Shakor was detained in Logar Province in 2009 by U.S. troops whose intelligence led them to believe he was a Taliban commander. But the Americans considered much of that information classified and would not release it to Afghan attorneys and judges.
Instead, they provided only photos of the weapons in the house where Shakor was apprehended — which he claimed belonged to a friend — and a written description of lab tests confirming that explosive material was found on his body. All other physical evidence had been destroyed or discarded, and there were no witnesses. Afghan officials say prospective witnesses regularly refuse to attend court proceedings at a U.S. military base.
The defense attorney, Karimullah Karimi, spoke angrily in the courtroom filled with U.S. officials.
“Why are we trusting the coalition forces’ report and information?” he said. “These reports are not evidence according to Afghan law.”
That has been a common defense in the Afghan trials at Parwan. Since it launched nearly three years ago with a handful of proceedings, the court has grown exponentially to about 250 trials each month.
In some cases, the argument is effective. U.S. and coalition troops on the battlefield have neither the time nor the training to collect evidence that is admissable in court, a senior U.S. administration official said. Much of what goes into their decision to detain suspects stems from intelligence they are unwilling to turn over to the Afghans.
Because of Afghan concerns about the character of U.S. evidence, which typically consists of written reports and photographs, many detainees are acquitted who would have remained in custody under the U.S. detainee review board. About 27 percent of suspects tried here are acquitted.
“The judges often don’t think there is adequate physical evidence,” said Lt. Col. David Cline, a U.S. legal adviser at the court.
Already, the Afghan court has released some detainees who have returned to the insurgency, according to Afghan officials.
“All the physical evidence gathered by the coalition should be used in the court. If we don’t have the evidence, we can’t use it to convict,” Hayatullah said.

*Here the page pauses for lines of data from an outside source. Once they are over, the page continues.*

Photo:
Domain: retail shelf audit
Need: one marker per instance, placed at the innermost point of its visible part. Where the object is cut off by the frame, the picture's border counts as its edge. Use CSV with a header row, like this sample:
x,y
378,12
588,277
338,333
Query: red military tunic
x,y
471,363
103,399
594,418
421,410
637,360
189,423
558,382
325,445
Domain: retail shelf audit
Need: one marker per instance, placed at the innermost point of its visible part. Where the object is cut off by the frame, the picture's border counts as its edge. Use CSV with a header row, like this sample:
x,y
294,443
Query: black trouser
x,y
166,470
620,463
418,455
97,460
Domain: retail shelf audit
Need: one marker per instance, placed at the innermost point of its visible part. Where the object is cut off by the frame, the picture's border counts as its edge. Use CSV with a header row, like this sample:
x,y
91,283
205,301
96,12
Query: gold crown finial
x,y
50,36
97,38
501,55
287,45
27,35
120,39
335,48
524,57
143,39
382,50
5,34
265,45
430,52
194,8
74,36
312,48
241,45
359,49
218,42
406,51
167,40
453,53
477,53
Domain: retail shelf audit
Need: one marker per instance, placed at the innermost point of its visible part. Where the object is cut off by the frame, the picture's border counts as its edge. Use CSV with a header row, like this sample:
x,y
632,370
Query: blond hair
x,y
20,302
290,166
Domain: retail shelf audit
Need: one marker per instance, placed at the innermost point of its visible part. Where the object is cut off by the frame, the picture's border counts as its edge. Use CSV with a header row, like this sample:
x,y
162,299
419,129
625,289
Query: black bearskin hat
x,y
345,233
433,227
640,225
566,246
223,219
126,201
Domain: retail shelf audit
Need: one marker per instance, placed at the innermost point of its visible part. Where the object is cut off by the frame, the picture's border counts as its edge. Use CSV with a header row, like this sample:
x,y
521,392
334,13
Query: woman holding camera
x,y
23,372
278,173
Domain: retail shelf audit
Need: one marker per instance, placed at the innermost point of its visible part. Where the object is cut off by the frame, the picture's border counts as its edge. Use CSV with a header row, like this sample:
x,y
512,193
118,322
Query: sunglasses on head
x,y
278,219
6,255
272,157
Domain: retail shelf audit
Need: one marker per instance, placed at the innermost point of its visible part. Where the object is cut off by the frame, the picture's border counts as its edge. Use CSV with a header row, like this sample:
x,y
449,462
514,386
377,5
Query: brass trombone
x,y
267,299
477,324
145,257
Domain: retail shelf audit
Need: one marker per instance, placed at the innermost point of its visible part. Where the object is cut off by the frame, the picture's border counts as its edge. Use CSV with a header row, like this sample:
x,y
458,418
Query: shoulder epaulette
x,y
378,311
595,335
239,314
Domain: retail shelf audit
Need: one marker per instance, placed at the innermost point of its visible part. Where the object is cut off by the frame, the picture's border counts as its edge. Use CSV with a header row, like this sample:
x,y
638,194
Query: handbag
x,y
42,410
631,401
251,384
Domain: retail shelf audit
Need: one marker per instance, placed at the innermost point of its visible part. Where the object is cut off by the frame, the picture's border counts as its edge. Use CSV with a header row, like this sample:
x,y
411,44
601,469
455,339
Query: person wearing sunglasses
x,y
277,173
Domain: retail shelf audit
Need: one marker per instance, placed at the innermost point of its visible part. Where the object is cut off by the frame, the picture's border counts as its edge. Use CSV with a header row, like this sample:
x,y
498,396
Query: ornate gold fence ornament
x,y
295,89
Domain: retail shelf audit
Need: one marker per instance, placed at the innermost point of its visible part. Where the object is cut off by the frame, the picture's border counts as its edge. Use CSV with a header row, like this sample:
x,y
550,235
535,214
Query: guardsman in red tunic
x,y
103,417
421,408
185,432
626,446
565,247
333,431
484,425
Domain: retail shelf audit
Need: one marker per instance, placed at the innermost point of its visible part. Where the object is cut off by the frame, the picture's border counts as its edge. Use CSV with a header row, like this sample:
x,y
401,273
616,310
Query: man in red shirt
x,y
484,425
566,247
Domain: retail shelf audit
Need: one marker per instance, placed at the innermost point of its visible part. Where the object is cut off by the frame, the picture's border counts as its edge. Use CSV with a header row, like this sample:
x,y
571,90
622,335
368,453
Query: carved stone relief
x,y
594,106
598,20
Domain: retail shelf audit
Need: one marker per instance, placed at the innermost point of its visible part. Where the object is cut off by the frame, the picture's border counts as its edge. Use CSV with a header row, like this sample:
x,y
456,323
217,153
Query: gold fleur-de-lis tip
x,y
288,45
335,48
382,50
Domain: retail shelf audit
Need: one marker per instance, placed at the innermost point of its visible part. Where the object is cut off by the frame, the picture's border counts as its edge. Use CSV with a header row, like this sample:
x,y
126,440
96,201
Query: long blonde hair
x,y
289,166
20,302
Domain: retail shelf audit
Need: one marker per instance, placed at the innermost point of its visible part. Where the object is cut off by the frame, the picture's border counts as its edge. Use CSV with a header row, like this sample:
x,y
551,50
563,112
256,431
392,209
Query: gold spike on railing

Shakor, a thick man with a bushy gray beard, had been held without trial for three years. He was guided last week to the courtroom wearing opaque goggles. When a member of the three-judge panel asked him to stand up and “tell us the whole story,” Shakor rose, his feet and hands still shackled.
“When coalition forces conducted the operation, they took materials from everywhere and they blamed me,” Shakor said. “I’m not a Talib. You can ask anyone.”
His attorney then presented a document signed by dozens of members of Shakor’s district claiming he was innocent.
As always, Hayatullah had to weigh the validity of a popular argument founded on skepticism of NATO forces with the seemingly damning information in the coalition’s report — and he had to do so while a room full of U.S. officials, including his personal adviser, watched.
He and two other judges left the court to deliberate. When they returned, Shakor stood again.
The judges told him that he was found guilty of participating in the insurgency but not attempted murder or murder. That meant Shakor would receive only a three-year sentence, which he had already served while awaiting trial. He would be released, despite the implication in the military report that he had been involved in the manufacture or placement of improvised explosive devices.
The American advisers and attorneys in the room were not surprised. Given the quality of the evidence, the ruling was standard in the Afghan court.
As long as U.S. forces are participating in targeted operations, evidence will continue coming from U.S. troops. The American legal advisory role is expected to continue as well.
It will remain up to Afghan judges to decide how to craft their own rulings in a court where the Western presence far from disappeared when the justice system officially became Afghan-owned.
“The opportunity to hold these trials is all because of the coalition forces,” Hayatullah said. “I told [the head of the prison] — we need to be able to do the same job as the coalition.”
Karen DeYoung in Washington contributed to this report.